Though maybe it began back in 1965, when 15-year-old Jim landed a summer job at Country Kettle Fudge, on the Jersey Shore. Visitors to the shop discovered a magical experience there, and a feast for the senses. This was thanks to the vision of owner John Maschal, who would become a mentor to Jim over the next four years — a model for bringing passion to all you do.
Then again, perhaps it all started one morning in 1959, in Danville, Illinois, when Jim’s Grandma Tusca served him chocolate cake for breakfast. As Tusca saw it, your taste buds were freshest in the morning, so chocolate tasted better — plus, you had all day to work it off! This made sense to Jim, who learned that morning to do things his own way (like Grandma Tusca). And to eat chocolate any time.
However it began, our story continues . . .
At the start, the idea was to sell our truffles wholesale to just a few specialty stores. Tucked away in a tiny alley behind Floyd’s lawnmower service, we weren’t too easy to find. And yet, there came a constant knocking at our door — chocolate lovers who had tracked us down in search of truffles!

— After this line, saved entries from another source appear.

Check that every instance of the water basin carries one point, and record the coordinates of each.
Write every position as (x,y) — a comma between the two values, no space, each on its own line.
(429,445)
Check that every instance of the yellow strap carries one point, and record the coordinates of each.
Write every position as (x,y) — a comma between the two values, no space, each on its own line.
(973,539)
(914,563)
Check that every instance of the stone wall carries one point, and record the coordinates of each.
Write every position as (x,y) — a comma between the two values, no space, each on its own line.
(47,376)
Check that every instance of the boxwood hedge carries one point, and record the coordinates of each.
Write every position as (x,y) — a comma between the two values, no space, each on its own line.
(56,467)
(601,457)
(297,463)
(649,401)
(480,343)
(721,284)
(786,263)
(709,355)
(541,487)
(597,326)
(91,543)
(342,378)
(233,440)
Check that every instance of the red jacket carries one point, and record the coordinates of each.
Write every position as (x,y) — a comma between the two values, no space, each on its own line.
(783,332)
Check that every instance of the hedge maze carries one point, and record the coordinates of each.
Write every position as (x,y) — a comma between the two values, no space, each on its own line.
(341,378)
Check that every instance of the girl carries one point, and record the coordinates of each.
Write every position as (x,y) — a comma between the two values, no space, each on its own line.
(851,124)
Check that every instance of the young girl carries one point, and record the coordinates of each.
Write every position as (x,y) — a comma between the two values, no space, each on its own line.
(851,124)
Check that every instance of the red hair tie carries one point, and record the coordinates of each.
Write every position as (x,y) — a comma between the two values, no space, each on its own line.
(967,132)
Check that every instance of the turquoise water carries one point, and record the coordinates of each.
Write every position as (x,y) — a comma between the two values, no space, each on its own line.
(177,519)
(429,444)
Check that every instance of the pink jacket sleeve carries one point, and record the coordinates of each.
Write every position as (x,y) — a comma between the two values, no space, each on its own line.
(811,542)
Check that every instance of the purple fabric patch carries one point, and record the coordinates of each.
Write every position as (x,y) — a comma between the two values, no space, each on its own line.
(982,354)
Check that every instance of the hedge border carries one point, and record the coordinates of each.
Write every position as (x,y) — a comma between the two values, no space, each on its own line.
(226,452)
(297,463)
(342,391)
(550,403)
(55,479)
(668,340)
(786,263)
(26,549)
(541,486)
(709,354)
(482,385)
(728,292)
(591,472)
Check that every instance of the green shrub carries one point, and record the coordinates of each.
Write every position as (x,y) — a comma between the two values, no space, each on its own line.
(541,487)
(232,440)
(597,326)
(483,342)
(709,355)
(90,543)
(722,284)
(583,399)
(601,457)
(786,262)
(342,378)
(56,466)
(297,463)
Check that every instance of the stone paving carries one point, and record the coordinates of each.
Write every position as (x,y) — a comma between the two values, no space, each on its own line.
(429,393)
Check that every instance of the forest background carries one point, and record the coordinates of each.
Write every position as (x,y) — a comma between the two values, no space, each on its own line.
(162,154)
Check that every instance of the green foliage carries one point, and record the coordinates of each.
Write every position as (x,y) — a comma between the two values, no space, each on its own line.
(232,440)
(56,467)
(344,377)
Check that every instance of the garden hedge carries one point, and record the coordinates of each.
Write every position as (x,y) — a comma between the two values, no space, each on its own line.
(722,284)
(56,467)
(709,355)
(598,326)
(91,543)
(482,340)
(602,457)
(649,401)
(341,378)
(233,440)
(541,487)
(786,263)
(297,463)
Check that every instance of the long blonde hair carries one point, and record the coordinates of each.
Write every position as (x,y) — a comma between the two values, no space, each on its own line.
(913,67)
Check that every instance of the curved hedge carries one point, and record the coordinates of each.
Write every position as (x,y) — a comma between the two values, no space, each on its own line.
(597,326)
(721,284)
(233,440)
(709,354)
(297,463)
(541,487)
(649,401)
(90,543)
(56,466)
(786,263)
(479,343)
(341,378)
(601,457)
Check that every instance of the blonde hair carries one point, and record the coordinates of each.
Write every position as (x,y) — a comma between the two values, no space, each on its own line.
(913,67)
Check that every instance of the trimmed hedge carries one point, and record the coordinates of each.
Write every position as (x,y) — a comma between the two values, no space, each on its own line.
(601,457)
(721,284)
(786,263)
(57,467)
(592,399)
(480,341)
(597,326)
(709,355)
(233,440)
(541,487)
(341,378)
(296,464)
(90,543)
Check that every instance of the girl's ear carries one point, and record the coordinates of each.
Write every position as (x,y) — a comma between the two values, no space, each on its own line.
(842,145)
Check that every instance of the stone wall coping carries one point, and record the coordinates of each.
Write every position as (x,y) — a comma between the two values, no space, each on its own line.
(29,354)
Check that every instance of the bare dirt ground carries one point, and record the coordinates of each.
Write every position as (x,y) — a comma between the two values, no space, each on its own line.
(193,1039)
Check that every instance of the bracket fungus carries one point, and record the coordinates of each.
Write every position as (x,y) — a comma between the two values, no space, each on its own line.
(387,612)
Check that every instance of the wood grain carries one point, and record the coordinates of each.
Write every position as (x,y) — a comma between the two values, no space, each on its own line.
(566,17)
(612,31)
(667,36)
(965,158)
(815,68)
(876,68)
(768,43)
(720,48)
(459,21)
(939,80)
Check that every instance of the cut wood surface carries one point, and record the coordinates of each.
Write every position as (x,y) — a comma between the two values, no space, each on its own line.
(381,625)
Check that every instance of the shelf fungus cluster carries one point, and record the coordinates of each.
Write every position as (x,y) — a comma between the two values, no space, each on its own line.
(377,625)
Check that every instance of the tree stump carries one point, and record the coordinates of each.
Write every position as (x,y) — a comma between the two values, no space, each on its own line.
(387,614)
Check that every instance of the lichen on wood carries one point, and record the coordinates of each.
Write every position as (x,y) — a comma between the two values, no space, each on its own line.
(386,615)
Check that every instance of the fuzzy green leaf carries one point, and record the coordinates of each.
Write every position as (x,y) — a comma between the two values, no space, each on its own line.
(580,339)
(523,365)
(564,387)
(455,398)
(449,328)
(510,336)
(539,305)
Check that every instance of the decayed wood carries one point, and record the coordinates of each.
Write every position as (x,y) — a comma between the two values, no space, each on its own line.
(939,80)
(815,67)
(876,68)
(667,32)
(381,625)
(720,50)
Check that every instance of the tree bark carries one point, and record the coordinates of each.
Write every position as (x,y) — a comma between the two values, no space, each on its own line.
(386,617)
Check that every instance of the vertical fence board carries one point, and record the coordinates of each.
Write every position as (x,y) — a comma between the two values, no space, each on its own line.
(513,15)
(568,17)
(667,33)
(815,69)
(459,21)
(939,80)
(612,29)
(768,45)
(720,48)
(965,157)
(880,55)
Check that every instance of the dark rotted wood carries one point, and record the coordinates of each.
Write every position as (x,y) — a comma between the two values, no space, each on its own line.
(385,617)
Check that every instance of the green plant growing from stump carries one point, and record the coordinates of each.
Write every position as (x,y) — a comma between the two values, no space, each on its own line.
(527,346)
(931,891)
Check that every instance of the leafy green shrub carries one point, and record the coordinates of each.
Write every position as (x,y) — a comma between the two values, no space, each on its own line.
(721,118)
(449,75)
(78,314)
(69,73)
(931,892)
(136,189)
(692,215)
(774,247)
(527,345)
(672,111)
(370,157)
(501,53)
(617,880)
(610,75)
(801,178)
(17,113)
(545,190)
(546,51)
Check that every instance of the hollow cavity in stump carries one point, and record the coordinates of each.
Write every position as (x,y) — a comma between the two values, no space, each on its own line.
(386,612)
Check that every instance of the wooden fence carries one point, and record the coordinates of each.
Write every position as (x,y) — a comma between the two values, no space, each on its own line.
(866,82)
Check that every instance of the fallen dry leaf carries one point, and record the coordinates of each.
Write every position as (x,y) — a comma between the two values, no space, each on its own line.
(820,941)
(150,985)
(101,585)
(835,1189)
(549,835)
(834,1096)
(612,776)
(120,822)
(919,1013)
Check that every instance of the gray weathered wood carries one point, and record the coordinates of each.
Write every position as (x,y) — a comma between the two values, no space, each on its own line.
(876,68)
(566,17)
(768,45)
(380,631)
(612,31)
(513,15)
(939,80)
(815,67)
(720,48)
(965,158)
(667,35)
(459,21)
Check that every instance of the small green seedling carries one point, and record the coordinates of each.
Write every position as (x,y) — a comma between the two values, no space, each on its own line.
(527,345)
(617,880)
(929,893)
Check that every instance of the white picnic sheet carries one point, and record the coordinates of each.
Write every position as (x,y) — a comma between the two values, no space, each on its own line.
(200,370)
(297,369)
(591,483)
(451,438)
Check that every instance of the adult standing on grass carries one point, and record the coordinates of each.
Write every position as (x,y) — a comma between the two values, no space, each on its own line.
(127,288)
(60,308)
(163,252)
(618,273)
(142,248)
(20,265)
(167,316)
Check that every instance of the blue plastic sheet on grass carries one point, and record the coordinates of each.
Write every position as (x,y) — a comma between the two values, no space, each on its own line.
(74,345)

It was clear we'd have to grow — and in 1998 we did, moving to a 24,000-square-foot facility at 750 Pine Street, where we still make all our chocolates today. You can now find our products in 2,000 specialty stores across the U.S., as well as in our three Vermont retail stores and our new culinary center, the South End Kitchen. Mail order and online sales represent our fastest-growing segment, shipping directly to consumers in all 50 states.
From small beginnings come great things.
It’s amazing to think it began with a handful of employees willing to “work for chocolate”! Today, we’re close to 130 people at peak season, and what began with truffles has expanded to include Chocolates of Vermont, Five Star Bars, sea salt caramels, hot chocolate, organic chocolate, and our popular Chocolate of the Month Club.
LCC’s chocolates have won regional and national awards, as well as accolades from the New York Times, Good Housekeeping, the Wall Street Journal, Travel + Leisure, WeddingWire, Martha Stewart Living, and others. Sure, we’re proud of those — but what we’re most proud of is our commitment to the people who make our products possible.
A chocolate company you can believe in.
In March 2013, Lake Champlain Chocolates earned Fair for Life - Social & Fair Trade Certification — a third-party certification for social accountability and fair trade. And as of June 2013, 86% of the chocolate we use is fair trade certified by FLO-CERT of Fair Trade International. In addition, we’re supporting a World Cocoa Foundation scholarship, expanding direct trade with cocoa farmers, and developing organic, non-GMO products.
With so many exciting new initiatives in the works, it’s good to pause, take stock of the past, and appreciate where we are today. Most important, to realize it’s all been possible because you — our customers — care as much about great chocolate as we do. And looking to the future, you can be sure we’ll continue to follow the same principles that have guided Jim from the very beginning:
Dare to do better. Always do it with passion. And do it your own way.